L’infériorité chronique d’Israël


Par Leonid Savin − Le 29 juin 2022 − Source Oriental Review

De gauche à droite : le ministre de la défense, Benny Gantz, le ministre des affaires étrangères, Yair Lapid, et le Premier ministre, Naftali Bennett, à la Knesset, à Jérusalem, le 6 juin 2022

Le 21 juin 2022, le Premier ministre israélien Naftali Bennett et son adjoint, le ministre des Affaires étrangères Yair Lapid, ont annoncé leur décision de dissoudre la Knesset (parlement) et d’organiser des élections générales anticipées. Selon l’accord, Lapid prendrait le poste de premier ministre par intérim et Bennett deviendrait le premier ministre alternatif en charge du dossier iranien.

Rappelons qu’Israël a connu de terribles troubles politiques ces dernières années, et que ces nouvelles élections seront les cinquièmes en trois ans et demi.

Le 9 avril 2019, le parti Likoud du Premier ministre sortant Benjamin Netanyahu a remporté 35 des 120 sièges de la Knesset. Son principal rival, la coalition blanc-bleu dirigée par Benny Gantz et son partenaire Yair Lapid, a également remporté 35 sièges. Mais ni l’un ni l’autre ne parviennent à former un gouvernement. Le Parlement est donc dissous et de nouvelles élections sont prévues pour le 17 septembre de la même année.

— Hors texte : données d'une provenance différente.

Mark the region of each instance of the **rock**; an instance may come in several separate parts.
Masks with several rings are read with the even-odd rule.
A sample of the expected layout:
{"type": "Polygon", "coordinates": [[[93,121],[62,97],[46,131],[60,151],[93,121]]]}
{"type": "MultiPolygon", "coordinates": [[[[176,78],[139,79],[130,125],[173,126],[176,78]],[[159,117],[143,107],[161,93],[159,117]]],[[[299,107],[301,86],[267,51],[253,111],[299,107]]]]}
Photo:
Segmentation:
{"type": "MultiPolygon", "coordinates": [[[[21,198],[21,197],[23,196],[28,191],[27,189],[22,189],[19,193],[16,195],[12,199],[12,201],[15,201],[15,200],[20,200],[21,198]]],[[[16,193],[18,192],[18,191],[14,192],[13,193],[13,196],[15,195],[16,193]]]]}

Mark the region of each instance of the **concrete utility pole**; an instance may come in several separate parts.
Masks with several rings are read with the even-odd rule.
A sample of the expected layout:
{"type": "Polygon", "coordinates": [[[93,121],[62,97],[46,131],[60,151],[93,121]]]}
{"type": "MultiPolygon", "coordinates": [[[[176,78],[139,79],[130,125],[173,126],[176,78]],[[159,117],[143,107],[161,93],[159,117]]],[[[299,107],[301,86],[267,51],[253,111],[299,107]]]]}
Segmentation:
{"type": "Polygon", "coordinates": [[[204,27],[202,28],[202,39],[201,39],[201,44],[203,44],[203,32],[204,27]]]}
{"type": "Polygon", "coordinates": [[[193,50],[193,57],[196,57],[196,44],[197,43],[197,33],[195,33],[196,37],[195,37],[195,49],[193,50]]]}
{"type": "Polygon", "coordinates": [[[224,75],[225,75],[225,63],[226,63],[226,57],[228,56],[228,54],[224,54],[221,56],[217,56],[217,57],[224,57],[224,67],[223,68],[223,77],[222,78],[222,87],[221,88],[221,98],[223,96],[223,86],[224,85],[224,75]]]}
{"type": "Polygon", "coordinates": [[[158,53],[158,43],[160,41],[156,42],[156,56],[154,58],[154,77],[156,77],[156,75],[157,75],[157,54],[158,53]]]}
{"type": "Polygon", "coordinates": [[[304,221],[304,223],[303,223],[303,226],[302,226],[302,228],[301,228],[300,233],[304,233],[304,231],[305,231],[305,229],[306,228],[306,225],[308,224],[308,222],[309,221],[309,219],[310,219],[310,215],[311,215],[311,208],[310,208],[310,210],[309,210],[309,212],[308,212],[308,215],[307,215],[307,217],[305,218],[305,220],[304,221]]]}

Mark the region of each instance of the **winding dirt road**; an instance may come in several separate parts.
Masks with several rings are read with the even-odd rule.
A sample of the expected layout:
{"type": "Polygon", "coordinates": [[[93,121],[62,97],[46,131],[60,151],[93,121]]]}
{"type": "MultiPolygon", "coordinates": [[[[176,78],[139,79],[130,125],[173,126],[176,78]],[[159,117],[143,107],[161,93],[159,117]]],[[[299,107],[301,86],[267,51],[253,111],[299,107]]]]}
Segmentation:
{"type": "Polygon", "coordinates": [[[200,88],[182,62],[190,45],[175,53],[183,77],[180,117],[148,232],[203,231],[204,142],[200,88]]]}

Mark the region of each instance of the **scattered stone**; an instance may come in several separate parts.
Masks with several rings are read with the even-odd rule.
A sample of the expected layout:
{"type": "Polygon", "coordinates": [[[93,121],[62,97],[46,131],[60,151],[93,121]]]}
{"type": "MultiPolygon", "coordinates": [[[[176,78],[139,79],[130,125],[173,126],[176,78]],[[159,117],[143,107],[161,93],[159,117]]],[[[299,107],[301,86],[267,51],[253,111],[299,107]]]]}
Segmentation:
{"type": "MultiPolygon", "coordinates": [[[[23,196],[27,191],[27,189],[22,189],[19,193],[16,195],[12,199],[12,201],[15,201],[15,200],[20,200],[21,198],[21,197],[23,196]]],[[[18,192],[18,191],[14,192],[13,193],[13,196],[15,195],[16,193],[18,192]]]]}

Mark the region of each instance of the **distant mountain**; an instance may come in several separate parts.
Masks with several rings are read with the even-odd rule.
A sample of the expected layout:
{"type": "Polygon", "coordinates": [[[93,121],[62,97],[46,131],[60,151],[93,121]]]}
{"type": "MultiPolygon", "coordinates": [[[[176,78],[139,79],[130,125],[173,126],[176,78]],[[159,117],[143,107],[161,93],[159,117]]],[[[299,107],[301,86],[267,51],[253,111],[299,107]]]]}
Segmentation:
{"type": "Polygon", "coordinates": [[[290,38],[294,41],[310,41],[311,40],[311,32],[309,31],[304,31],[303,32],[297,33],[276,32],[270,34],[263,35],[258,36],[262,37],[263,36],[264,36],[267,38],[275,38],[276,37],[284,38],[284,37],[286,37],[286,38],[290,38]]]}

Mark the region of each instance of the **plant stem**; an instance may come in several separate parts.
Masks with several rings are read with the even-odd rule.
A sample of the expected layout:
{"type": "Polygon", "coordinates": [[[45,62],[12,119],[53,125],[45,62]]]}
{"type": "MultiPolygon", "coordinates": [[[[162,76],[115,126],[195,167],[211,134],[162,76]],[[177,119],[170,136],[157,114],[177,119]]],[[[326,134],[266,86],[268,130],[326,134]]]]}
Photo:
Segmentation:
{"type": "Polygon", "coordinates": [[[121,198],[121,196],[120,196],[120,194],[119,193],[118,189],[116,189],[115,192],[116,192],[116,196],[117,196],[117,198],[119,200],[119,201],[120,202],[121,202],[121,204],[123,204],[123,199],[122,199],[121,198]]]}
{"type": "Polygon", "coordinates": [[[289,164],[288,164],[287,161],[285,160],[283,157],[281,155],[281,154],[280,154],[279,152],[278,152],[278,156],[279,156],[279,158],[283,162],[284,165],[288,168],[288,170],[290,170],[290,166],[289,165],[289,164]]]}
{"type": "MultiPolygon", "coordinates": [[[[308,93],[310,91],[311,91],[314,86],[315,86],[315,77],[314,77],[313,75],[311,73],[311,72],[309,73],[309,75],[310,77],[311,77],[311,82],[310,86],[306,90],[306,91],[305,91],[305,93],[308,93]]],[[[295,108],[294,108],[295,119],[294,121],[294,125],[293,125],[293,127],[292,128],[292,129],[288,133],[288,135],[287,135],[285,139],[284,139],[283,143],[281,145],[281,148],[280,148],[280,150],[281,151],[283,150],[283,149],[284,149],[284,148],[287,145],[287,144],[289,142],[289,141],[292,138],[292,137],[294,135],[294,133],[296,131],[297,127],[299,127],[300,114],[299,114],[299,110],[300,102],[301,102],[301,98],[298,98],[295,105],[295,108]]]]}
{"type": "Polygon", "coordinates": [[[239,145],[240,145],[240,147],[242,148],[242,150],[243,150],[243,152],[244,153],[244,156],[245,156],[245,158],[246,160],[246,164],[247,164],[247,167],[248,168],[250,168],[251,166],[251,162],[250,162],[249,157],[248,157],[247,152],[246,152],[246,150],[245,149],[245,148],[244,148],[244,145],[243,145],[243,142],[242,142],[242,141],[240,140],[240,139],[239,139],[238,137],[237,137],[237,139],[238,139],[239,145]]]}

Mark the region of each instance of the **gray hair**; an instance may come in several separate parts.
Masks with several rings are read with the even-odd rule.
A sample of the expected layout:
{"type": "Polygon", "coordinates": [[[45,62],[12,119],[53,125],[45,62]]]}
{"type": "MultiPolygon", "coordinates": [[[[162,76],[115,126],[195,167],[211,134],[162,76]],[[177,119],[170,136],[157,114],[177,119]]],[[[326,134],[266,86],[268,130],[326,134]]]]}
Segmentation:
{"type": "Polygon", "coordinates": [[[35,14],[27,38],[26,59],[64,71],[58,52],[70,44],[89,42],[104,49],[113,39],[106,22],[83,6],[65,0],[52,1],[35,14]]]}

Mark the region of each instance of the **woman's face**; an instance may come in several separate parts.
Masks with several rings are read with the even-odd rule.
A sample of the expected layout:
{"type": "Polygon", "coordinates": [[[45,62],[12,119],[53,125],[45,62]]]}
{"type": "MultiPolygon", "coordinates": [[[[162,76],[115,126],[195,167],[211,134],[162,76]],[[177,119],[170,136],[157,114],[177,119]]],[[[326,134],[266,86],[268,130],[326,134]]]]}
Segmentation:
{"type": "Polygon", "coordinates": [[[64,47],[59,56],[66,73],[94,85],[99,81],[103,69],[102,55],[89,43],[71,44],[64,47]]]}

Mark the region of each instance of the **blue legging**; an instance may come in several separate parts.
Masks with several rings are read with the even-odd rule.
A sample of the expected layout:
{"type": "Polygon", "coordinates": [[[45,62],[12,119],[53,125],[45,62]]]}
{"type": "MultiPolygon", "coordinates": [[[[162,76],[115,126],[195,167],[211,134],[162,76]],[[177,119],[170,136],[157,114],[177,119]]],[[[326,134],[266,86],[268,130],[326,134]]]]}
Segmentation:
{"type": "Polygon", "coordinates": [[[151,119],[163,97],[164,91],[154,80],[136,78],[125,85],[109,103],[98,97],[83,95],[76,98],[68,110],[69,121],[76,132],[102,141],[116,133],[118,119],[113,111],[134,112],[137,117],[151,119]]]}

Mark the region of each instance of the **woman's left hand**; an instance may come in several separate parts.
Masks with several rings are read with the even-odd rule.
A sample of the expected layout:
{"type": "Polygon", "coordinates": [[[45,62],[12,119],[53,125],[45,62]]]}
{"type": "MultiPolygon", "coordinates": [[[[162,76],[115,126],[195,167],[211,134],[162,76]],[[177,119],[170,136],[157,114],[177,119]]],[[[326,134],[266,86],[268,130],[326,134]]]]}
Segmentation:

Cette fois, l’alliance Bleu et Blanc dirigée par Ganz et Lapid a remporté 33 sièges, tandis que le Likoud en a obtenu 32. Une fois de plus, aucun des deux partis n’a été en mesure de former un gouvernement dans le temps nécessaire, la Knesset a donc été dissoute et de nouvelles élections ont été programmées pour mars 2020.

À cette occasion, le Likoud a remporté le plus grand nombre de sièges, 36, et les Bleu et Blanc ont obtenu 33 sièges, mais là encore, ils n’ont pas réussi à former un gouvernement. Netanyahou et Gantz ont convenu de former un gouvernement en relais. Mais il y a eu un désaccord entre Netanyahu et Gantz sur le budget qui n’a pas été adopté. La Knesset a été dissoute en décembre 2020.

Lors de la campagne électorale de mars 2021, le Likoud de Netanyahou remporte le plus grand nombre de sièges (30), et l’alliance Blanche et Bleue entre Lapid et Gantz se délite. Netanyahou ne parvenant toujours pas à former un gouvernement, un bloc bancal s’organise entre huit partis, unis par l’idée de chasser Netanyahou du pouvoir. Ainsi, le 13 juin de l’année dernière, un gouvernement de coalition a vu le jour.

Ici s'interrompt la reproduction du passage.